Jackson Vogel has been sentenced to life without parole for strangling his cellmate — 19-year-old Micah Laureano, a Black gay man — inside Green Bay Correctional Institution in what prosecutors described as a racially and homophobically motivated killing.
The Wisconsin inmate was found guilty of first-degree intentional homicide by a jury last month.
Before sentencing, Vogel — who was already serving a 20-year term for attempting to kill his mother in 2016, when he was just 16 — told Brown County Circuit Judge Donald Zuidmulder he was “sorry” for his actions, although he did not appear to show any signs of regret.

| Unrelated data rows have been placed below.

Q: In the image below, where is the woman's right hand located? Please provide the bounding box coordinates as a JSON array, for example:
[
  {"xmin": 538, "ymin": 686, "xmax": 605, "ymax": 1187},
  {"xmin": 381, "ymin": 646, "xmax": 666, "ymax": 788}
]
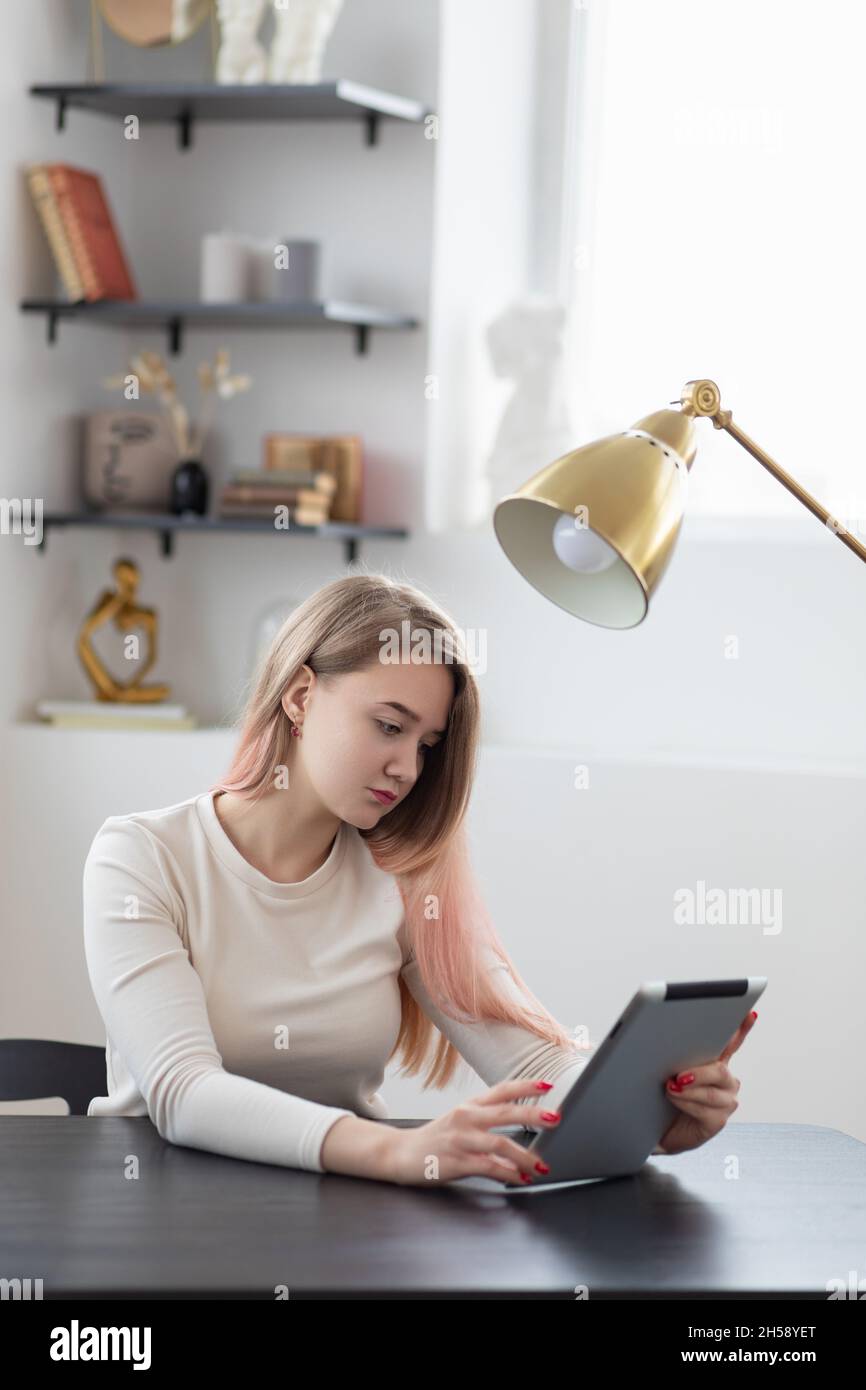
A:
[{"xmin": 385, "ymin": 1080, "xmax": 559, "ymax": 1184}]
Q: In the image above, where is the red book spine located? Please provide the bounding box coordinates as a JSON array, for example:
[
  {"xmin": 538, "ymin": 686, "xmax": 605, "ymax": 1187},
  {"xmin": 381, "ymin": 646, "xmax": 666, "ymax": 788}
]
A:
[{"xmin": 47, "ymin": 164, "xmax": 138, "ymax": 302}]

“I may not show remorse, I may not be able to understand emotion, I may not be able to understand remorse itself,” Vogel said. “That doesn’t mean that a person cannot be sorry for what they did at any point in time. Because I am sorry.”

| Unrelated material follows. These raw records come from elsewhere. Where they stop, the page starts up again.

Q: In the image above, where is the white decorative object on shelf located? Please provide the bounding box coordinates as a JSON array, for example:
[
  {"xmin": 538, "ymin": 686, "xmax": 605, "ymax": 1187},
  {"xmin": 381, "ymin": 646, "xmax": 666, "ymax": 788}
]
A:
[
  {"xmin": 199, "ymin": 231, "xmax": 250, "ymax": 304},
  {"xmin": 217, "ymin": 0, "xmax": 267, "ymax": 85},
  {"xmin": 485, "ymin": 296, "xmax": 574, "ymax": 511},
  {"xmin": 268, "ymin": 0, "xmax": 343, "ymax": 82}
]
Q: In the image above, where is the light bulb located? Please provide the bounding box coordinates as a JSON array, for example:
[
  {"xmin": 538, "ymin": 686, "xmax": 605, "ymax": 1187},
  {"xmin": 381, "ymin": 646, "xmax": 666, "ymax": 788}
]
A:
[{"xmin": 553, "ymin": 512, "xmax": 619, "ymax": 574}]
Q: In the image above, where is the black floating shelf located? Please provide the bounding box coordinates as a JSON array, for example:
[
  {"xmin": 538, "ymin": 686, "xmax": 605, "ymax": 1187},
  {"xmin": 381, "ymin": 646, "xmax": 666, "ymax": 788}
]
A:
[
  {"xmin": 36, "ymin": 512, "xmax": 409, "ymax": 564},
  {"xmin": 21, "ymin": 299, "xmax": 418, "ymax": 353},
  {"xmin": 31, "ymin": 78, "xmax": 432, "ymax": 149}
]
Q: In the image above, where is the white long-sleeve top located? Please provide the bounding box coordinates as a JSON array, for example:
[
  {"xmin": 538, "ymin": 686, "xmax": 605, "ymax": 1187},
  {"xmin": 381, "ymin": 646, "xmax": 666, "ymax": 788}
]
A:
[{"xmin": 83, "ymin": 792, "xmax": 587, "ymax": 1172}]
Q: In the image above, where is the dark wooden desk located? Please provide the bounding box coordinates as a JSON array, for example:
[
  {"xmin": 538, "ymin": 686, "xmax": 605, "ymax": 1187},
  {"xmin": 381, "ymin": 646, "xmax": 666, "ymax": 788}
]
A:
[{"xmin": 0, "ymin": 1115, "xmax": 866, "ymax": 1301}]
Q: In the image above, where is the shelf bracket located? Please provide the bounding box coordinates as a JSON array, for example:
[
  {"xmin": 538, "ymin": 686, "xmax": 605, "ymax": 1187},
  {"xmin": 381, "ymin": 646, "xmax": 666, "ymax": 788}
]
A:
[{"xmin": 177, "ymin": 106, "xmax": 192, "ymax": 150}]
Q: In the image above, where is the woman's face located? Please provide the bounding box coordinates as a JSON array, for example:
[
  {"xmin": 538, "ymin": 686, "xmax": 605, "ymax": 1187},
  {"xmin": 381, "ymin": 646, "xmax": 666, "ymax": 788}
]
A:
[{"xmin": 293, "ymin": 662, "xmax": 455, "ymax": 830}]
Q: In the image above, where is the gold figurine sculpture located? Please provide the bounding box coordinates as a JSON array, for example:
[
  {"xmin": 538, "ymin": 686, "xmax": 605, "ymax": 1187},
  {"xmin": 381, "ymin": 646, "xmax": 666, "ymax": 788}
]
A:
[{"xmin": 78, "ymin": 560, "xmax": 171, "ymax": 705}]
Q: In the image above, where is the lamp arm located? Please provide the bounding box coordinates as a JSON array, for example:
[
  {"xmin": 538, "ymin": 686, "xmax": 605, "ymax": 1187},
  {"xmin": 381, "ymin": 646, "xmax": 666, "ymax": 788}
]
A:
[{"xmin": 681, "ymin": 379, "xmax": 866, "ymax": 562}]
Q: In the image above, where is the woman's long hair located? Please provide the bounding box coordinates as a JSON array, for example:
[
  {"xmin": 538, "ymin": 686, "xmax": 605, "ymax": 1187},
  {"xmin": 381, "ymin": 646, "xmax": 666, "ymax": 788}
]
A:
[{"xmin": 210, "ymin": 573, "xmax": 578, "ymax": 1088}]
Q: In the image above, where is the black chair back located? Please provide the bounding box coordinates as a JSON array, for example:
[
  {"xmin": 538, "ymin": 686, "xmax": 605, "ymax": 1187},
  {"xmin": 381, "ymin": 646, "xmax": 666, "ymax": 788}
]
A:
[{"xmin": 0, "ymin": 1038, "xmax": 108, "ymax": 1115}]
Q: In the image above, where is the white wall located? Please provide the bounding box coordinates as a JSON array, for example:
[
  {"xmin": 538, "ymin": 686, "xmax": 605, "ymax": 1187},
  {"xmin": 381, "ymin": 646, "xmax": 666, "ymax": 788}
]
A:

As reported by the Green Bay Press Gazette at the time, Laureano had been placed in the same cell as Vogel, in the prison’s treatment center, for only a few hours before he was killed.
Around 9:30 p.m., during a routine prisoner count, a correctional officer noticed a pink piece of paper covering the window of a cell door. He ordered the occupant to remove it, and Vogel complied.
Looking through the window, the officer saw Laureano unconscious, hanging from the top bunk with his arms and ankles bound in orange cloth. Paramedics later pronounced him dead at the scene.
Correctional officers detained Vogel, who made “numerous unprovoked comments,” admitting he had knocked Laureano unconscious, tied him up, and strangled him with his hands. Inside the cell, officers found strips of orange cloth and a handwritten note containing racist and homophobic slurs, along with the words “kill all humans.”
Vogel allegedly told investigators he killed Laureano because he was “bored,” and that his cellmate “checked all the boxes,” including being Black and gay. He said he frequently thinks about killing people and claimed that strangling someone gave him a feeling of “ecstasy.”
At the time of his death, Laureano had 18 months left on a three-year sentence for robbery-related charges. Shortly before he was killed, he wrote a letter to his mother, Phyllis, expressing fears for his safety at Green Bay Correctional Institution. The letter arrived after his death, according to Green Bay FOX affiliate WLUK.
Phyllis Laureano has filed a federal civil rights lawsuit against Green Bay Correctional Institution Warden Christopher Stevens and Wisconsin Department of Corrections Secretary Jared Hoy, claiming they were negligent in placing her son in a cell with Vogel. However, because her attorney has not completed required procedures, the judge overseeing the case may dismiss it, according to WLUK.